I wasn't going to write about this, because of the sensitive nature of the subject matter. But then I remember this is just a blog, and I don't have any standards of decency. What I'm talking about is the brilliant plan by rocker/environmentalist/person who knows better than you how to live your life Sheryl Crow to limit people to one toilet paper square per use:Now, I don't want to rob any law-abiding American of his or her God-given rights, but I think we are an industrious enough people that we can make it work with only one square per restroom visit, except, of course, on those pesky occasions where 2 to 3 could be required.
Pesky occasions where 2 to 3 could be required? I don't know what a millionaire like Crow eats, but those "pesky occasions" usually require more than 2 to 3. She apparently hasn't sampled the new Taco Bell 7 Layer Crunchwrap.

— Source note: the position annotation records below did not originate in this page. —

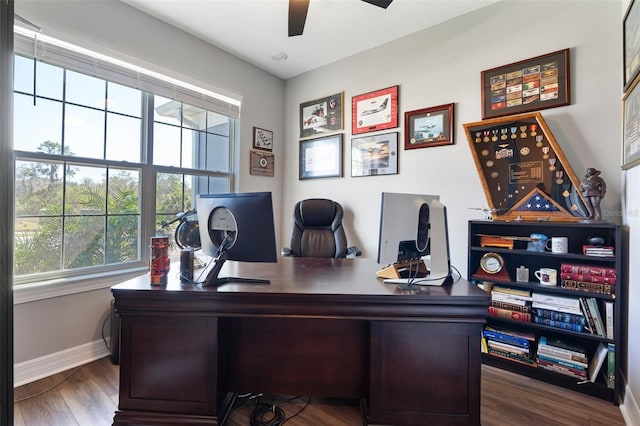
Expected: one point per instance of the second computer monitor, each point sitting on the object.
(404, 226)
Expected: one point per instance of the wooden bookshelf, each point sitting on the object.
(518, 256)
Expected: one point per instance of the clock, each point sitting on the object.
(492, 263)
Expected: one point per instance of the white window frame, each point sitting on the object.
(39, 47)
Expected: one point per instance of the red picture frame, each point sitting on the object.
(373, 111)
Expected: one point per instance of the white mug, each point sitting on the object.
(558, 244)
(547, 276)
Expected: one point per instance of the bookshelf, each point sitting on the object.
(497, 259)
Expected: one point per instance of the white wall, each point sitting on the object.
(113, 28)
(631, 220)
(443, 65)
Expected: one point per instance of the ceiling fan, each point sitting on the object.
(298, 13)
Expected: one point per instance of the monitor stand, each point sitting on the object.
(212, 278)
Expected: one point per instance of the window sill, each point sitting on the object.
(64, 286)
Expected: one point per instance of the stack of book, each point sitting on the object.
(562, 357)
(511, 344)
(510, 303)
(594, 279)
(594, 321)
(598, 251)
(558, 311)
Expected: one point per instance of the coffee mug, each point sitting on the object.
(538, 242)
(547, 276)
(558, 245)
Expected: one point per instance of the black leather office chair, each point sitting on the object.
(317, 230)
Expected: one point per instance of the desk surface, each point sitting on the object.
(325, 327)
(338, 287)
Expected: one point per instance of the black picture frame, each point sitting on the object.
(324, 115)
(262, 139)
(374, 155)
(429, 127)
(373, 111)
(529, 85)
(631, 44)
(321, 157)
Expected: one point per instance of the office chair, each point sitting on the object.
(317, 230)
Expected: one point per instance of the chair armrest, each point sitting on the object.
(353, 251)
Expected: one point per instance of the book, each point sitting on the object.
(494, 344)
(597, 318)
(510, 306)
(608, 314)
(512, 357)
(511, 337)
(601, 251)
(588, 270)
(560, 316)
(510, 298)
(507, 314)
(610, 378)
(561, 348)
(579, 328)
(596, 362)
(589, 287)
(589, 326)
(568, 303)
(566, 362)
(567, 371)
(587, 278)
(510, 290)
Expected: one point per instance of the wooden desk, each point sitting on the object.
(324, 327)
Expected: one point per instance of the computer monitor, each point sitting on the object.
(236, 226)
(439, 263)
(404, 227)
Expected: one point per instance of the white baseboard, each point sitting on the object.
(36, 369)
(630, 409)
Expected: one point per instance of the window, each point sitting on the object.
(88, 150)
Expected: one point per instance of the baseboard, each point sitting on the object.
(630, 409)
(36, 369)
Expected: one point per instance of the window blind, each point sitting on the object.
(55, 52)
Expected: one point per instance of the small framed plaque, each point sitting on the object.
(262, 163)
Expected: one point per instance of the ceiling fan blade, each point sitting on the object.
(380, 3)
(297, 16)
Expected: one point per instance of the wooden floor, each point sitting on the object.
(88, 395)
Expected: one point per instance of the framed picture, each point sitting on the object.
(631, 124)
(524, 173)
(321, 116)
(530, 85)
(375, 111)
(428, 127)
(375, 155)
(631, 44)
(321, 157)
(261, 163)
(262, 139)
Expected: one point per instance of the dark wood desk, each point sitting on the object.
(324, 327)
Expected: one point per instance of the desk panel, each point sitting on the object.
(323, 327)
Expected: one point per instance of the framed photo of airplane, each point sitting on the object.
(322, 115)
(374, 155)
(428, 127)
(374, 111)
(524, 86)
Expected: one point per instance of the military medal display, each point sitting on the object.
(524, 177)
(529, 85)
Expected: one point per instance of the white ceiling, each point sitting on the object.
(256, 30)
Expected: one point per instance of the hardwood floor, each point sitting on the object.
(88, 395)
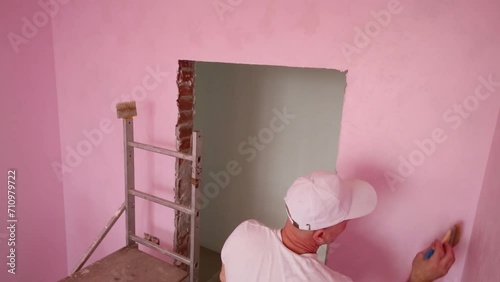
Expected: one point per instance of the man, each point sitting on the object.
(318, 206)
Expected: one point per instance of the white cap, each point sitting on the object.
(321, 199)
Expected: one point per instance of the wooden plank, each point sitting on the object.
(128, 264)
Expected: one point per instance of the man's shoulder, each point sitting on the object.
(251, 227)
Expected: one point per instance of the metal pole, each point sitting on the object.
(128, 127)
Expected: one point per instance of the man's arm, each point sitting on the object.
(428, 270)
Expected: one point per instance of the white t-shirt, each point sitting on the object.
(255, 253)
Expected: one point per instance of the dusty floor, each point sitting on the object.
(128, 264)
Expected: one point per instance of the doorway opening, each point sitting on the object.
(262, 127)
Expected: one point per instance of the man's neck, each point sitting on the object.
(295, 244)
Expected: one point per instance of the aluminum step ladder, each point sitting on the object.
(126, 262)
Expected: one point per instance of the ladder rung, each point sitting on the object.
(176, 256)
(160, 201)
(160, 150)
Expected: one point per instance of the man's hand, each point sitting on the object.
(427, 270)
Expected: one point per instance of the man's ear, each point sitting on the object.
(319, 236)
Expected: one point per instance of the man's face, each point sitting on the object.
(334, 231)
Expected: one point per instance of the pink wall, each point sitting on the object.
(402, 79)
(30, 143)
(483, 256)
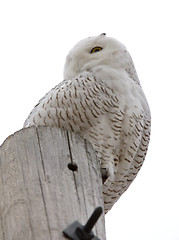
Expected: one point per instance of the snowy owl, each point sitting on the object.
(101, 99)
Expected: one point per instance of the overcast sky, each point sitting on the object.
(35, 37)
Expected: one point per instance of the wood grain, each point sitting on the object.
(39, 195)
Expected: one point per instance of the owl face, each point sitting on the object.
(95, 51)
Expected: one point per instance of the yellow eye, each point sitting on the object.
(96, 49)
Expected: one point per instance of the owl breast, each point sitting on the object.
(117, 127)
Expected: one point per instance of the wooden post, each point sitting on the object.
(39, 195)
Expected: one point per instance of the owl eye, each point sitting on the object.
(96, 49)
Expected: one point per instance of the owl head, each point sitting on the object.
(97, 51)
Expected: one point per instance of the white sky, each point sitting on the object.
(35, 37)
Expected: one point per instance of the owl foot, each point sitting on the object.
(105, 174)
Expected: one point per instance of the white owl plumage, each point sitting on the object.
(101, 100)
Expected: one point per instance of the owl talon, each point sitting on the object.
(105, 174)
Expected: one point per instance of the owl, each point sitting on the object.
(101, 100)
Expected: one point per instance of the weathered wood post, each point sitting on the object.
(41, 190)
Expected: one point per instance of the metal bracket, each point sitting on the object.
(76, 231)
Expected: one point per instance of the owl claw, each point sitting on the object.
(105, 174)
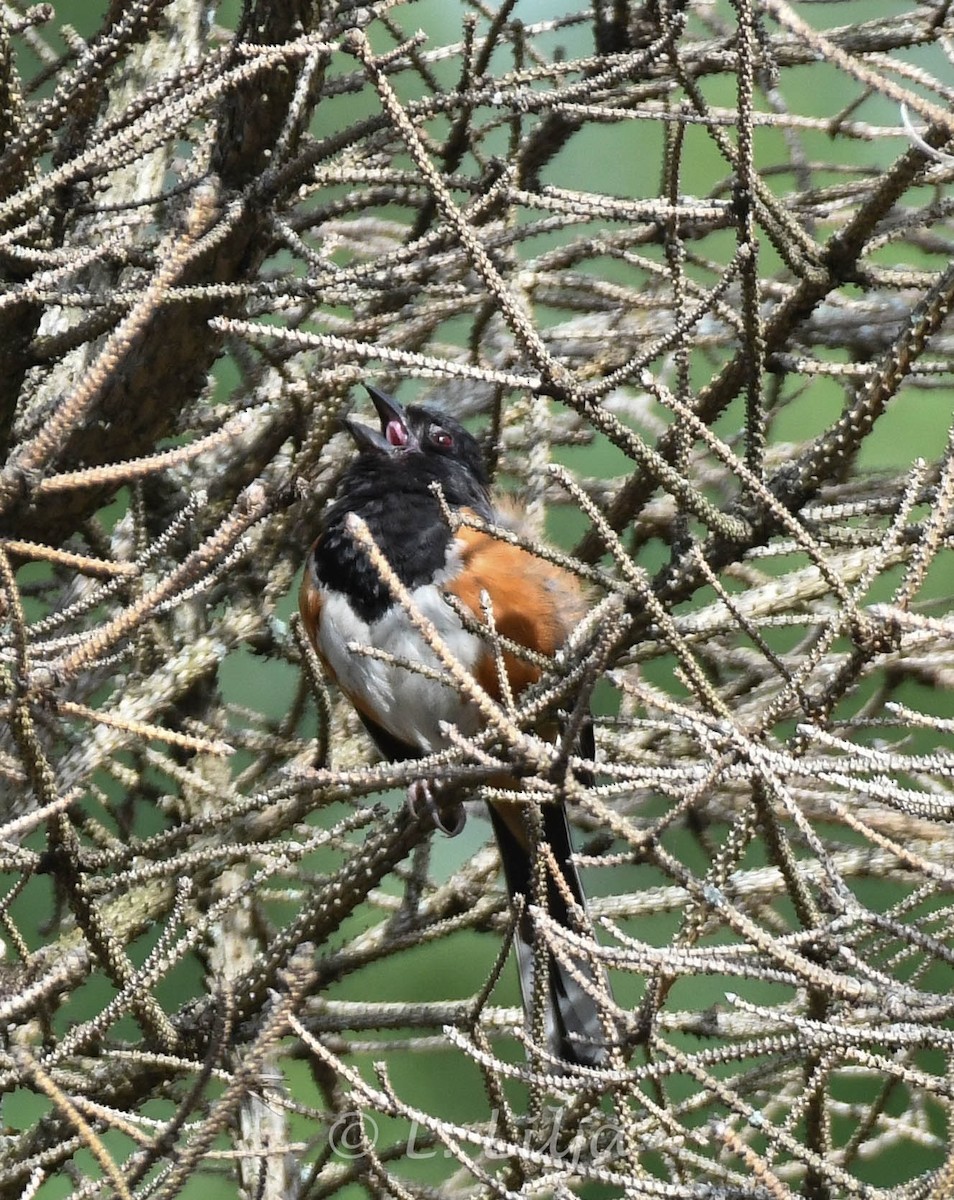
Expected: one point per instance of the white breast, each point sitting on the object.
(407, 703)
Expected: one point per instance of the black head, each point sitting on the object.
(421, 445)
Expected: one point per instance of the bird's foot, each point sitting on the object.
(445, 813)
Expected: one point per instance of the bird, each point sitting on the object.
(405, 478)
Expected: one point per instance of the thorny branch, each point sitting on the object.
(715, 359)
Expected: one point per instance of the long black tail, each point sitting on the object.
(575, 1030)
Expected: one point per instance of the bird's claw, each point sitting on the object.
(448, 816)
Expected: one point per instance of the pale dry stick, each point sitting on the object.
(144, 730)
(755, 485)
(829, 52)
(455, 1135)
(35, 1073)
(252, 505)
(83, 563)
(514, 311)
(424, 365)
(935, 531)
(639, 581)
(151, 129)
(778, 1138)
(173, 256)
(138, 468)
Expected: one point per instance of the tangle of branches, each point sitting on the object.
(688, 270)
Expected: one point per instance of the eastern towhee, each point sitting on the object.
(345, 603)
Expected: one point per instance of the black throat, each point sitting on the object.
(406, 521)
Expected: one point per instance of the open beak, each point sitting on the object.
(395, 433)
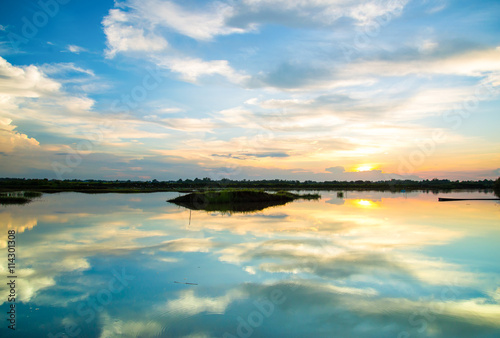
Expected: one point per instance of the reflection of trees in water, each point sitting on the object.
(496, 187)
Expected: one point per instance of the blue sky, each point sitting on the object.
(322, 90)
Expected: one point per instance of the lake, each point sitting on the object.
(370, 264)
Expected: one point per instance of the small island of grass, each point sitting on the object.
(22, 197)
(237, 200)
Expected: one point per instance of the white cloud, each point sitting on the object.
(11, 140)
(75, 49)
(198, 24)
(26, 81)
(191, 69)
(123, 36)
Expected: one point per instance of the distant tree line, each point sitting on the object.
(46, 185)
(496, 187)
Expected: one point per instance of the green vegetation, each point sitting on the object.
(100, 186)
(496, 187)
(243, 200)
(18, 197)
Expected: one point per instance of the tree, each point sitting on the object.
(496, 187)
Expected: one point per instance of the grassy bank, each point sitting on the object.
(243, 200)
(18, 197)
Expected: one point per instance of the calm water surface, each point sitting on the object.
(370, 264)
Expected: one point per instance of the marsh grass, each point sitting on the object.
(18, 197)
(241, 200)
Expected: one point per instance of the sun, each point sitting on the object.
(365, 167)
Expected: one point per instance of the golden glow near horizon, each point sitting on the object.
(365, 203)
(365, 167)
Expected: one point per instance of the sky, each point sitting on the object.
(251, 89)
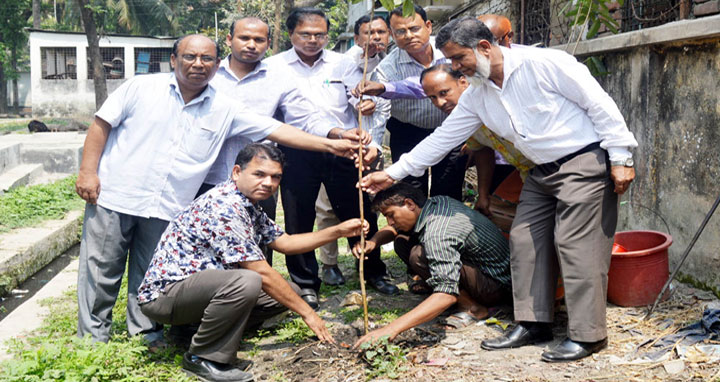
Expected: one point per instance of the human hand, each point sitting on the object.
(376, 182)
(622, 176)
(375, 335)
(369, 247)
(482, 205)
(366, 107)
(317, 325)
(370, 88)
(352, 227)
(87, 186)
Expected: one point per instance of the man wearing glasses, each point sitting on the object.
(327, 78)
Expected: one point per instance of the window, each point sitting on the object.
(59, 63)
(152, 60)
(113, 63)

Maybe if her 3 square limit were to be passed, astute lawmakers could write in exceptions for establishments like Taco Bell.
But, let's not get ahead of ourselves here. I'm not supporting her on this one. I'm with the environmentalists on most things: I ride a bike to work, I try to recycle, I steal moist towelettes from restaurants instead of buying napkins. But this is going too far. Didn't we win the Cold War so we wouldn't be waiting in long lines to get toilet paper? Isn't the whole point of modern technology to make the bathroom experience better? The reason I put up with the pollution and the high gun deaths of this country is so that I'm not in rural Haiti looking for the softest leaf that won't cause irritation.
In fact, I think, if anything, we should be more wasteful in the bathroom. How about toilets that use 10 gallons of water per flush? How about bidets they shoot Purell? Because sanitary excretion and proper clean-up is what separates us from the animals. Because if I had to wake around with a dirty nether region, I would know that I'm not any better than the monkeys I see delightedly throwing feces at each other in the zoo. And then who are we going to test our cosmetics on? You try putting mascara on a rat.